How could I do this?  One thing I tried was to see things through the eyes of my version of God, this more accessible being I could actually talk to.  Writing this next poem was an interesting exercise. 

 

My God Rides the Metro


Could a greater miracle take place than for us to look through each other's eyes for an instant? Henry David Thoreau

My God rides the Metro.
He watches tunnels blur by
like ages prodded en windowed route,
sudden stops of thought.

He smiles at soft-fingered children
kneeling on orange benches,
eyes and noses conceiving steam
on this miraculous glass.

My God rides the Metro.
He holds his breath as it climbs,
skips in its tracks into sunlight,
plods over passing waters,
those unknowing rowers below.

God smells hard work and damp papers,
notices holes in briefcases and bags,
watches for auras most of us miss
as we wish for the stop at our station.

My God rides the Metro,
but no one ever looks up.
He sighs alongside travelers,
crowds with perspiring eyes.

God sees himself in passengers,
hopes we might seat ourselves near him, 
or nod in his general direction,
assure him he’s still alive.


This poem made me start to see God as something that doesn’t exist unless we believe.  Meaning is made by our search, and the spiritual is something developed as God looks over his shoulder and hopes we find him.  God has our best interests in mind, ironically defining himself in our terms—the worker, the tired commuter.  We are all tired, and as such, can start to feel alone once again, defeated by the soul-sucking requirements of daily life, activities that thwart our search for the spirit within us. 
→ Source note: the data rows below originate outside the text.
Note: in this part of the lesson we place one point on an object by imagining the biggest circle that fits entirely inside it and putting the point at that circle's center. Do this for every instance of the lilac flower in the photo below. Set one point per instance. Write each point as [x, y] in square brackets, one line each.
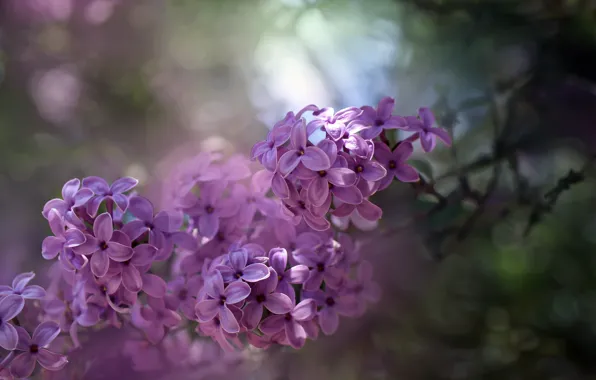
[424, 127]
[155, 319]
[395, 163]
[334, 124]
[332, 304]
[337, 176]
[291, 323]
[72, 197]
[113, 193]
[217, 305]
[380, 119]
[132, 270]
[263, 294]
[298, 274]
[300, 208]
[183, 293]
[10, 307]
[310, 156]
[105, 245]
[211, 207]
[237, 268]
[266, 151]
[20, 288]
[322, 266]
[24, 364]
[63, 237]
Throughout the journey, even as a Unitarian, there have been times I’ve come up empty, feeling I’d failed, wondering if I’d come to any conclusions or if my soul would survive.  But I have learned that God, no matter how we perceive that notion or not perceive it, even if we don’t feel it all the time, is a renewable resource of love, strength and connection, a mark of abundance, a concept I’d not understood fully until I hear Star Muir talk about it one day at a service. 

About Abundance

Unbury the life you once had,
the one you'd long forgotten,
the one before the stars were born.

Unbury the life you wish to live,
the marvel of superb minnows,
of ivy and turtles and silence,
and the surprise that released you
the first time you recognized

you were never made
of manure and mud,
but of sun and rain and angels,

feeding you with fingers
of abundance.

I am grateful for being reminded of who we are and what power we have access to.  I am grateful for my search, which has far from ended.  My soul continues to expand, to develop, as does my sense of it.  I see my soul as fuel to continue to live according to my principals.  But I must take the time to get in touch with my soul and not limit my definition of it.  It’s still a sometimes scary agreement I’ve made with myself, to let my search go where it may lead, to let my soul lead me through this mystery we call life.